Interventions cliniques spécifiques et novatrices
La troisième section cible des interventions cliniques ou de formation soutenant la pratique pour répondre à des besoins observés par les acteurs du terrain et les lacunes dans les connaissances. Nadine Larivière et ses collègues proposent un article intitulé Conception et modèle logique de l’intervention BIWI sur la réinsertion au travail de personnes avec un trouble personnalité limite. Cette proposition novatrice s’inscrit directement en lien avec le besoin de soutenir la réinsertion et le rétablissement des personnes avec un TPL. Christian Greiner et ses collègues présentent un article sur le modèle théorico-clinique genevois TBM-Crise : intervention hospitalière brève basée sur la mentalisation. Le traitement fondé sur la mentalisation est une approche validée et assez répandue dans les traitements spécialisés en clinique externe, mais l’approche est cette fois-ci adaptée à un lieu d’intervention bien spécifique où les personnes se retrouvent très souvent en contexte de crise. À partir d’une revue systématique de la littérature, Audrey Serrano et ses collègues creusent la question de Mère souffrant de trouble de personnalité limite : quels soins spécifiques en période périnatale ? Une revue de la littérature.
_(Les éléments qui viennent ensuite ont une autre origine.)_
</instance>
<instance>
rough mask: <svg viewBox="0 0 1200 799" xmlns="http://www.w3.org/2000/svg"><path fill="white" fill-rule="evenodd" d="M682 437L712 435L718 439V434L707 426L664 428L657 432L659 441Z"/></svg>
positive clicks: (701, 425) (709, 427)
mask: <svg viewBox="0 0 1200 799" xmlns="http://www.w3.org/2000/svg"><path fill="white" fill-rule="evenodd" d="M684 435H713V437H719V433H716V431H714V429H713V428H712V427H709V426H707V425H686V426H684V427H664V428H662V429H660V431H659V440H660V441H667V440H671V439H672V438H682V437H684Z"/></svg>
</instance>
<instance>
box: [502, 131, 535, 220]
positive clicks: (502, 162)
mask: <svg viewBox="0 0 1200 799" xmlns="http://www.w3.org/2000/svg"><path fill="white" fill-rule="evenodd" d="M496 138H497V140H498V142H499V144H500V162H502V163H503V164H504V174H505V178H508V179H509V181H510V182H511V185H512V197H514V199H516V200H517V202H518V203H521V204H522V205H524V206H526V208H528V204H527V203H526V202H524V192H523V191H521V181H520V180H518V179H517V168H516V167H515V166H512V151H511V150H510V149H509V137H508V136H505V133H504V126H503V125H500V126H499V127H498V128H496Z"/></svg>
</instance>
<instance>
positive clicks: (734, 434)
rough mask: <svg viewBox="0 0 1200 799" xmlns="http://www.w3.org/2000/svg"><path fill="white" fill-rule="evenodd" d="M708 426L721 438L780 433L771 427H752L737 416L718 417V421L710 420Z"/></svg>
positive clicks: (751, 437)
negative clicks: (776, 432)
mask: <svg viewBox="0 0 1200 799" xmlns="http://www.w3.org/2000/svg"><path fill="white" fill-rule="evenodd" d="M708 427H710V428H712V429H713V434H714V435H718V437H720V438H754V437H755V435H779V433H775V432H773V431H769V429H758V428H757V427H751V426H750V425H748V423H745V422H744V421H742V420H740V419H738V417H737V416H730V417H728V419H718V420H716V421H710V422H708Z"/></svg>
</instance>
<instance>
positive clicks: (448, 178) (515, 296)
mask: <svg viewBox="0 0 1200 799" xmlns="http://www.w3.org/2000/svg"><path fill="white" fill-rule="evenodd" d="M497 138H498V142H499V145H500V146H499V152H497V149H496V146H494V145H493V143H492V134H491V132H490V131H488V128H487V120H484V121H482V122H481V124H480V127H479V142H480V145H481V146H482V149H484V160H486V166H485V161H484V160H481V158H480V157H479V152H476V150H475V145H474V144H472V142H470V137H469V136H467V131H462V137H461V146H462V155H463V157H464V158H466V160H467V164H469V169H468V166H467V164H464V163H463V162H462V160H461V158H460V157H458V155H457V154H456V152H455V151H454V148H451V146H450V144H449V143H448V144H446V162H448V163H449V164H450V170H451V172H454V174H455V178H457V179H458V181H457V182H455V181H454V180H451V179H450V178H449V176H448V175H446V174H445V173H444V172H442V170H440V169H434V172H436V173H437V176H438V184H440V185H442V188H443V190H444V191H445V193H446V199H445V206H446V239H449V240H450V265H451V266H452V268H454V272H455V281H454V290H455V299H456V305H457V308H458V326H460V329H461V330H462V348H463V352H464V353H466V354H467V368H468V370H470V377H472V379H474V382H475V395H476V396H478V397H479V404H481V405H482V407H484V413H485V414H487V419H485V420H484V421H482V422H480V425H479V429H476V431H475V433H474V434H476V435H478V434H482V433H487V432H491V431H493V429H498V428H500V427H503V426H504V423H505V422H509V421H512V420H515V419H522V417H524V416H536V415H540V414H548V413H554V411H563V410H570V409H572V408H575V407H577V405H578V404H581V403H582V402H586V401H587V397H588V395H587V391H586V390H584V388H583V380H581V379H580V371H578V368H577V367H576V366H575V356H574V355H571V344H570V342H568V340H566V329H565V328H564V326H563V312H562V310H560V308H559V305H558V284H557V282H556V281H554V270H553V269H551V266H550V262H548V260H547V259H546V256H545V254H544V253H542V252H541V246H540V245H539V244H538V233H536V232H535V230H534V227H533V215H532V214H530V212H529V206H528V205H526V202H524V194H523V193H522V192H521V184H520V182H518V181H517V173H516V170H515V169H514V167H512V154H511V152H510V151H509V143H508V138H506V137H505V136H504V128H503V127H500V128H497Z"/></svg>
Il s’agit d’une thématique incontournable sur un grand sujet assez peu exploré de la parentalité et des mères TPL. Pour clore ce numéro, Lyne Desrosiers et Lise Laporte nous proposent un programme de formation novateur associant des éléments peu documentés dans la littérature soit les personnes en contexte de protection de la jeunesse et le soutien à l’intervention. L’article s’intitule La formation Projet TANGO : soutenir l’intervention auprès des personnes ayant un trouble de personnalité limite en protection de la jeunesse et en CLSC.
Plusieurs angles d’approche sont ainsi proposés sur des sujets tous associés au trouble de personnalité limite. Nous vous souhaitons une bonne lecture et un intérêt grandissant pour cette thématique et pour les personnes aux prises avec un TPL.